Lupus menggelengkan kepalanya dengan wajah tidak berdaya. Setelah bekerja di luar begitu lama, Lupus juga memiliki wawasan yang luas. Dia bahkan pernah diam-diam berkunjung ke rumah sakit besar di provinsi. Tapi ujung-ujungnya juga tidak ada hasil. Lupus sudah menerima takdir ini.
" Roddy menggunakan hal ini untuk mengancam aku, mau meniduri kakak iparmu. Aku mana mungkin bisa membiarkan bajingan itu berhasil? Jadi Pipin, kamu harus bantu abangmu ini!"
Lupus menarik tangan Lupin dengan ekspresi yang marah. Nada suaranya terdengar seperti sedang memohon.
"Bang, masalah seperti ini aku mau bagaimana membantumu? Apakah kamu mau menyuruh aku bunuh si bajingan itu?"
Lupin bertanya.
"Membunuh orang itu melanggar hukum. Abang mana mungkin menyuruh kamu melakukan hal seperti itu? Roddy mengancam aku dengan hal ini, tapi asal kakak iparmu hamil, dia sudah tidak bisa mengancamku lagi!"

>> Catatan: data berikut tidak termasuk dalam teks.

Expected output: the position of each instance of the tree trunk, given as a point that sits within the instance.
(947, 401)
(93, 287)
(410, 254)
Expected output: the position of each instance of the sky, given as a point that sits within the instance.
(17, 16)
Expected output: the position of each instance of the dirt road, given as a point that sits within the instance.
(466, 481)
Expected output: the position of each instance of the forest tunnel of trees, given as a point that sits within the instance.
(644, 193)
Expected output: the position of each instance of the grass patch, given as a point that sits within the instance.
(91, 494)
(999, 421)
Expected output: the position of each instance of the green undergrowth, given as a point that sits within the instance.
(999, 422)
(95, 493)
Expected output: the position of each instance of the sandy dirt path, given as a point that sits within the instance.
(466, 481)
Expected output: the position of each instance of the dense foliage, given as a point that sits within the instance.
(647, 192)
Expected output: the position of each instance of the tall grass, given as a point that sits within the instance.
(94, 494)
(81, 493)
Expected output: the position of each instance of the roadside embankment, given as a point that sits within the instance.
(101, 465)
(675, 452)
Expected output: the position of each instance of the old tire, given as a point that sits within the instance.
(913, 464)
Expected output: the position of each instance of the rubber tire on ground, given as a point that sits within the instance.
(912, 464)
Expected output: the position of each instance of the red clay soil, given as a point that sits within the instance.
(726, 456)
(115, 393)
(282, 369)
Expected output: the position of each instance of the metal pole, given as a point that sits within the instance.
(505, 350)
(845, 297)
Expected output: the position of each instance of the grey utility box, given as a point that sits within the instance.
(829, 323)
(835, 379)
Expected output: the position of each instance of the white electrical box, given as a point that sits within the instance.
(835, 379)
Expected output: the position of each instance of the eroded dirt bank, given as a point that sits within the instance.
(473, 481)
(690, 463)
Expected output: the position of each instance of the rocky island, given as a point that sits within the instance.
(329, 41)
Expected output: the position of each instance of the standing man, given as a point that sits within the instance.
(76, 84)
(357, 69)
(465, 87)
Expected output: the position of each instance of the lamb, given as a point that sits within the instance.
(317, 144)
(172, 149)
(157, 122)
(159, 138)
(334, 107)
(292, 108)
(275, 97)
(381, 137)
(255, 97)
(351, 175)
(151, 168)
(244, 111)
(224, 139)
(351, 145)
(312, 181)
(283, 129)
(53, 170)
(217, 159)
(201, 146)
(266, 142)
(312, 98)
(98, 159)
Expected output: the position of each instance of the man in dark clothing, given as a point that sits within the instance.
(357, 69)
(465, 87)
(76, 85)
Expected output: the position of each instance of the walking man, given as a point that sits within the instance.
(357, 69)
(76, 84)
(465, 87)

Lupus segera menggelengkan kepala dan menjelaskan lebih lanjut.
"Tapi kamu kan..."
Lupin tercengang sejenak, tidak tega berkata terlalu terus terang. Di dalam hati dia berpikir, tapi bang kamu sudah menjadi begitu, bagaimana membuat kakak ipar hamil?
"Aku tidak bisa membuat kakak iparmu hamil, tapi kamu bisa!"
Berkata sampai sini, Lupus menghabiskan botol bir di tangannya lagi, seolah-olah sedang memberanikan diri dengan cara seperti ini.